It sucks, but it happens
Written by Miriam Tanenbaum
If you’ve been in the dating world for any amount of time, chances are you’ve had some, shall we say… less than stellar experiences. And guess what, I’m just like you. I too have been scarred by the occasionally Ebolic cesspool of dating. Is “Ebolic” a word? When something is of Ebola? Shakespeare invented words too, you know. And William Shakespeare was also a lesbian Jew trying to figure out life and love in the big city. Am I relatable yet?
My “Date from Hell” is not so much a single date as it is instances from a myriad of them. In my experience, it’s rare that the entirety of the date is horrifying, and more that there is a moment or series of moments that ruin everything for everyone. That may not be the case for you, though. If you’ve had a date that is awful through and through, I hope you’ve at least managed to take some amount of enjoyment out of the awkwardness. That is true power. If you, by some minor miracle, have a date that actually goes well, you should exchange info on the Safely app. Or if that’s a bit far for now, check out some advice on how to kiss, right here.
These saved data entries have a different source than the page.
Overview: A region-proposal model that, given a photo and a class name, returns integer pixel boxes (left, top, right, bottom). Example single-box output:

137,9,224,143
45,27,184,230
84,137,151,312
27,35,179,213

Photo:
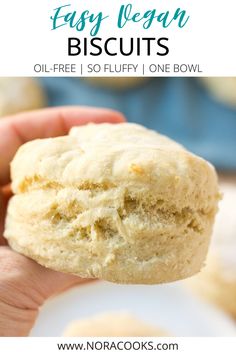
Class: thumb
0,184,12,245
34,264,88,302
0,247,89,336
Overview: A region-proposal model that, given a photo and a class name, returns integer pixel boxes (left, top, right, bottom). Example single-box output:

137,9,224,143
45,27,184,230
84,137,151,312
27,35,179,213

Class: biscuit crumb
104,253,116,266
129,163,144,175
175,176,180,182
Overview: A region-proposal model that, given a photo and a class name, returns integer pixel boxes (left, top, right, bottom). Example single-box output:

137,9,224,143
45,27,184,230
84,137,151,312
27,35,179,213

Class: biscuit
63,312,166,337
200,78,236,107
84,77,147,89
187,182,236,317
0,78,46,117
4,123,219,284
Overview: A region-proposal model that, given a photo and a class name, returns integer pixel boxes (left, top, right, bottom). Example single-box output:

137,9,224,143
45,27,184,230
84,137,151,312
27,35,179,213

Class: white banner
0,0,236,76
0,337,236,354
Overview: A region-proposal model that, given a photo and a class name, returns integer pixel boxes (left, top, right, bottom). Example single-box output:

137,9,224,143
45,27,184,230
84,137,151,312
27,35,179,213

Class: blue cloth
39,78,236,170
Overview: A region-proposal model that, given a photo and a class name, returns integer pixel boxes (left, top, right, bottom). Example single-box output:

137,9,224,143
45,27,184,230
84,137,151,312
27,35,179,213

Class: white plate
31,281,236,337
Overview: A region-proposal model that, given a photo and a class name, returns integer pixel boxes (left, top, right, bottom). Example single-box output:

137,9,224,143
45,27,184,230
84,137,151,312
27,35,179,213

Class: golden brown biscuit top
11,123,218,212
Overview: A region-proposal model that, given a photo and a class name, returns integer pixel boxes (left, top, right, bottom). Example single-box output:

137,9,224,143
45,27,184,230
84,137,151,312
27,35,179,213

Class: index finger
0,106,125,186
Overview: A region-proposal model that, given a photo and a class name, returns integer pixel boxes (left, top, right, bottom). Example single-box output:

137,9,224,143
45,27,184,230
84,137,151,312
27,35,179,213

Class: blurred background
1,77,236,169
1,77,236,336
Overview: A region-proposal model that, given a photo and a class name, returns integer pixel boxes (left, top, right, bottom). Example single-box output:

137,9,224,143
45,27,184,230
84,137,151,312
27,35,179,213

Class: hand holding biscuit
0,106,125,336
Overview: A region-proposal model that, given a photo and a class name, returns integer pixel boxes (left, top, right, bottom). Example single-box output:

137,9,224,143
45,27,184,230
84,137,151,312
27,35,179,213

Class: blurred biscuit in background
187,181,236,318
0,78,46,117
200,78,236,108
63,312,167,337
83,77,147,90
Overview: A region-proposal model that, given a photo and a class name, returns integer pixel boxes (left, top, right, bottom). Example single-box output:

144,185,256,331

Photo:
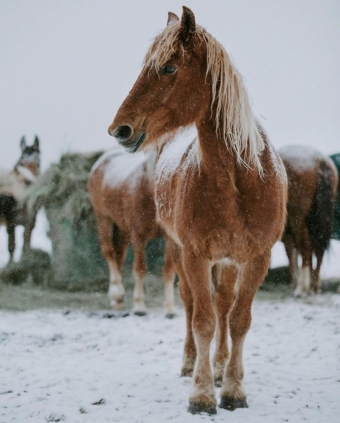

I had a date with a woman (I’m a woman, I’m progressive like that) where some guy nearby on his skateboard wiped out in a pathetic reminder of why I’m a lesbian. She proceeded to quickly divulge her desire for a “skateboarding boyfriend” without so much as a touch of irony. Two quick disclaimers: 1) yes, this was actually a date, and 2) no, she is not Avril Lavigne. I responded “Well, you’re in the wrong place then.” We proceeded to eat pizza on a park bench in near silence for the next twenty minutes until semi-amicably calling it quits. The subpar Boston pizza was by far the best part of the experience.
On one of the few dates I’ve been on from an app, we met and very quickly both realized we were fundamentally not attracted to each other. For us, something from profile to life was totally lost in translation. Like if “Jaws” was called “Shark Munch Munch” in Italian. Coincidentally, as the date wasn’t so great, there was also no munch munch later that night. Blammo.
I made stupid jokes and gave the occasional, half-hearted sip of my mint tea, and in the end we hugged a permanent, if not very emotional, goodbye. It is likely that the greatest connection we had was mutually and silently deciding never to speak again. We were each always pleasant, but conversation was like trying to teach me rudimentary calculus. It just isn’t going to happen, and we should both stop wasting our time so I can go tell my cat about my latest failure.
It isn’t so much about the journey of the terrible date as it is the emotional trauma we found along the way. But chances are, we’re all going to keep on keeping on until we find someone who doesn’t make us deeply uncomfortable, or we can get multiple divorces trying.